Turquie: Comment les ruines arrivent Ă  refleurir

21/Sep/2010

Grâce à Dieu, nos œuvres de Turquie, si brutalement interrompues en 1914 et si bien ruinées qu'elles semblaient mortes à jamais, se relèvent rapidement. Il en est de même des autres œuvres catholiques de la région; et l'Eglise, une fois de plus, aura montré sa vitalité divine dont aucune persécution ne peut avoir raison.

Notre Ecole de Scutari, rouverte tant bien que mal avant les vacances, s'était arrêtée à une cinquantaine d'élèves. Elle a rouvert avec le double, dans de bien meilleures conditions matérielles, et elle atteint aujourd'hui les 200. Le dévouement des, Frères qui ont passé leurs vacances à travailler de toutes façons, a eu raison de presque tous les dégâts faits par les Turcs. L'immeuble est propre, ordonné, entretenu, remis à neuf. Les arbres ont été élagués, les appartements blanchis, les tables de classes réparées, tout est remis en place, et six classes fonctionnent.

A Makrikeuï, même travail acharné des Frères, mêmes résultats obtenus. Une petite nuance en plus est à signaler. Vu l'occupation de la localité par la 122° division française, on a pu obtenir tantôt quelques mètres cubes de planches, tantôt quelques tonnes de charbon, un jour dix sacs de ciment, le lendemain trente kilos de peinture et ainsi de suite.
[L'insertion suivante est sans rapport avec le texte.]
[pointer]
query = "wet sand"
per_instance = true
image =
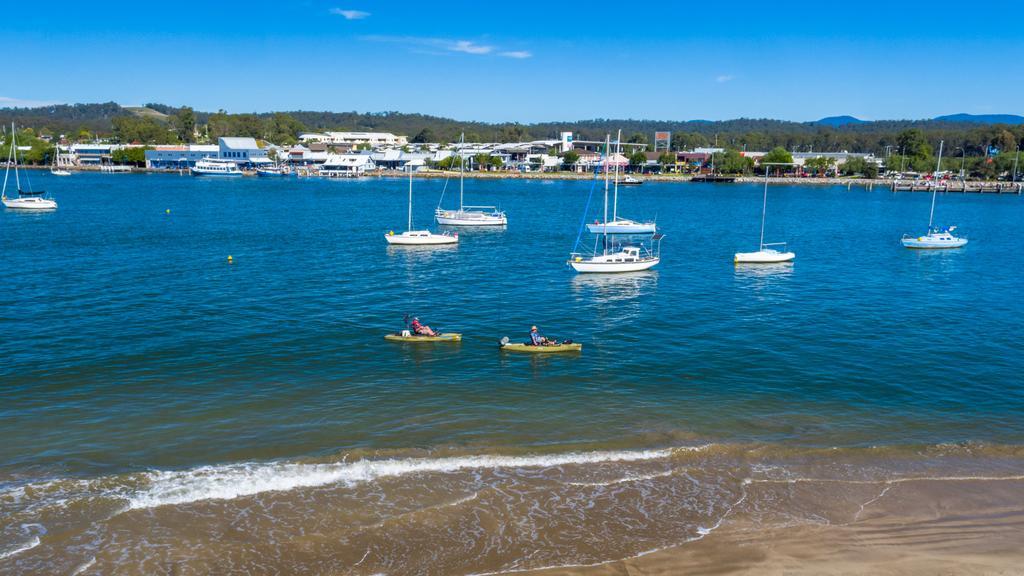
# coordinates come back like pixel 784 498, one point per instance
pixel 942 527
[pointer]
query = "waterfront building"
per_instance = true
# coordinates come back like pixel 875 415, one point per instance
pixel 354 138
pixel 346 165
pixel 242 151
pixel 179 157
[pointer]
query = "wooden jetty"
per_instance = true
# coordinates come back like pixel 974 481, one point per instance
pixel 962 187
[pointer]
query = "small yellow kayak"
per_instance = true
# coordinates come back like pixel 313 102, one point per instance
pixel 446 337
pixel 529 348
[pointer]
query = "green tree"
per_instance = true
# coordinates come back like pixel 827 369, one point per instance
pixel 184 124
pixel 426 135
pixel 638 159
pixel 570 158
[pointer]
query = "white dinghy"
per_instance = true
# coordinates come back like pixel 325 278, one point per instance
pixel 936 238
pixel 766 254
pixel 418 237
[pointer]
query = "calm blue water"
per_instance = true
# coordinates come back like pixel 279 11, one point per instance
pixel 130 342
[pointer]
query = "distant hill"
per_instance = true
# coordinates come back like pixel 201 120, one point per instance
pixel 982 118
pixel 837 121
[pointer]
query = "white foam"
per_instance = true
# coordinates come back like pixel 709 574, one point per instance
pixel 26 546
pixel 233 481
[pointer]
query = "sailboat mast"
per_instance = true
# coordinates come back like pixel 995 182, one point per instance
pixel 13 142
pixel 10 154
pixel 619 152
pixel 764 209
pixel 462 167
pixel 935 186
pixel 607 145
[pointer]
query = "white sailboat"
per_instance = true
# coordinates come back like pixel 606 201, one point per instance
pixel 765 254
pixel 617 224
pixel 418 237
pixel 468 215
pixel 625 257
pixel 935 238
pixel 27 200
pixel 55 168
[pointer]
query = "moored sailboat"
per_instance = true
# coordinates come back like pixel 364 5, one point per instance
pixel 614 256
pixel 27 199
pixel 468 215
pixel 935 238
pixel 418 237
pixel 766 254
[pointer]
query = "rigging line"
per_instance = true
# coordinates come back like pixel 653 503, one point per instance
pixel 586 210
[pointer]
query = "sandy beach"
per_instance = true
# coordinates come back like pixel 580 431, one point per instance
pixel 914 528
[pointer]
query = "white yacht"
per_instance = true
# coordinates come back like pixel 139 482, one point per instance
pixel 215 167
pixel 614 258
pixel 418 237
pixel 936 238
pixel 619 224
pixel 468 215
pixel 766 254
pixel 27 199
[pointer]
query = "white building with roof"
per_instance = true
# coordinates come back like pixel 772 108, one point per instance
pixel 346 165
pixel 242 150
pixel 354 138
pixel 180 156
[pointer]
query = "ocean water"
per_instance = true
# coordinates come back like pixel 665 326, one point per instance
pixel 163 410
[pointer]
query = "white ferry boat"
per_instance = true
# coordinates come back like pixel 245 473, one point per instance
pixel 215 167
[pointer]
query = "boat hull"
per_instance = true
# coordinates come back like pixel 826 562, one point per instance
pixel 420 239
pixel 30 204
pixel 616 228
pixel 763 257
pixel 465 218
pixel 528 348
pixel 923 243
pixel 450 337
pixel 588 266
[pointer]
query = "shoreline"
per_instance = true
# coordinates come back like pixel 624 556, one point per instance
pixel 918 186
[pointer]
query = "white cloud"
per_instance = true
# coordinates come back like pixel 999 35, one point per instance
pixel 439 46
pixel 349 14
pixel 469 47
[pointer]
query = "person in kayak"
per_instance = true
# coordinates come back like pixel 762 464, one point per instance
pixel 421 330
pixel 536 339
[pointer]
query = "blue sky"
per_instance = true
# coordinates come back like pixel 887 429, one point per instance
pixel 524 62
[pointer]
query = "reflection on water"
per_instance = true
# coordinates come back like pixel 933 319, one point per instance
pixel 756 272
pixel 613 287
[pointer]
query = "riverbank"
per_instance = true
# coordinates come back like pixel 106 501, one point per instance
pixel 969 186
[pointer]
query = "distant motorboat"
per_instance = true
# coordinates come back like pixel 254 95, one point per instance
pixel 274 171
pixel 27 199
pixel 468 215
pixel 215 167
pixel 418 237
pixel 934 239
pixel 765 254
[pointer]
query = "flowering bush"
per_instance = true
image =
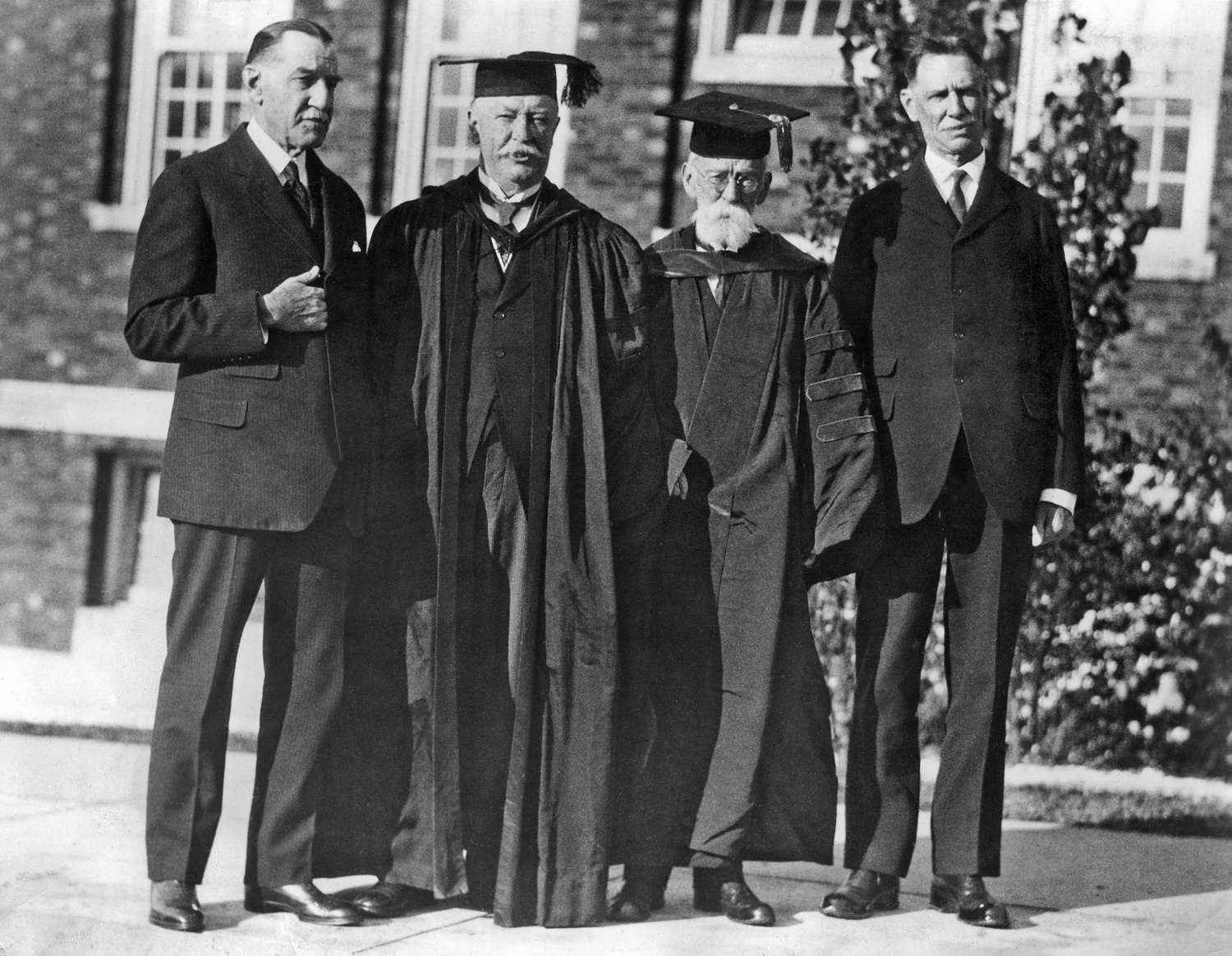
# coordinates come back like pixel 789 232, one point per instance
pixel 1125 657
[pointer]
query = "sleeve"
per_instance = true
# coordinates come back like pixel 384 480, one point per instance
pixel 1069 457
pixel 636 465
pixel 175 315
pixel 845 522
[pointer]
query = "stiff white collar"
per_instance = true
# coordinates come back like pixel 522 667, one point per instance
pixel 490 185
pixel 944 169
pixel 274 154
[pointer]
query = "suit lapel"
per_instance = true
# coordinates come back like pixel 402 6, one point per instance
pixel 992 199
pixel 922 195
pixel 266 191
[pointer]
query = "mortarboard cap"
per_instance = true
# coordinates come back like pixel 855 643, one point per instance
pixel 731 126
pixel 534 74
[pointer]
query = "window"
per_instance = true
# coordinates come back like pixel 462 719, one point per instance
pixel 184 89
pixel 776 42
pixel 448 150
pixel 433 137
pixel 1170 108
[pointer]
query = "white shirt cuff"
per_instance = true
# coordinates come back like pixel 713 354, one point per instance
pixel 1060 498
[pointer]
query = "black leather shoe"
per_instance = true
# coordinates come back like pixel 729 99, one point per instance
pixel 722 889
pixel 641 894
pixel 862 894
pixel 174 906
pixel 306 901
pixel 387 899
pixel 968 897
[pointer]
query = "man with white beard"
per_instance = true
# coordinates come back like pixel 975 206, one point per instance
pixel 774 483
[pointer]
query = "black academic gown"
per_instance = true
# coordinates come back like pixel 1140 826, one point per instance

Ce n'est pas un mince secours. Nous avons pu y faire notre retraite annuelle, qui nous a été prêchée par le R. P. Charton, aumônier militaire, avec un zèle et un dévouement admirables.

A San Stefano les travaux nécessités par la dévastation turque continuent. Les fenêtres out été refaites, on y pose ces jours-ci pour mille francs de vitres. Les égouts qu'il a fallu ouvrir font du rez-de-chaussée de la maison un vaste tas de fumier, mais ce travail dégoûtant aura une fin. Nous avons "récupéré" le mobilier scolaire dont s'était emparé l'école turque de filles. Grâce à l'obligeance des chefs militaires, qui nous ont prêté les moyens de transport et une escouade de Sénégalais, la récupération s'est faite en 2 jours. Il n'y a eu qu'un instant de résistance, le deuxième jour. La directrice, épouvantée sans doute de voir son école se vider de fond en comble, profita du repos de midi pour cadenasser sa porte et la fermer d'une chaîne. Hélas! soit que chaîne et cadenas fussent d'un numéro trop faible, soit plutôt que F. François-Eubert y allât carrément, tout sauta en un clin d'œil et les Sénégalais achevèrent un déménagement où vraiment il y a eu bon. A Monastir, F. Frument Jérôme, contremaître d’usine pendant la guerre est parti en explorateur et a organisé de chantiers des diverses sortes qui ont eu raison des dégâts nombreux. A Samsoun, F. Damien aidé de deux Frères s'est lancé, lui aussi, aidé par la force anglaise, dans les "récupérations". C'est une industrie qui a bien son charme, si elle a ses peines: il faut trouver la piste suivie par les meubles, perquisitionner adroitement, parfois par un tiers, pour n’avancer qu'à coup sûr, apparaître à l'improviste devant le détenteur, qui ainsi n'a pas le temps de dissimuler les objets, menacer de la force s'il y a résistance, et la faire paraître en effet, en cas de besoin. Mais quelle joie particulière et légitime on goûte, au bout de l'opération, quand elle est fructueuse!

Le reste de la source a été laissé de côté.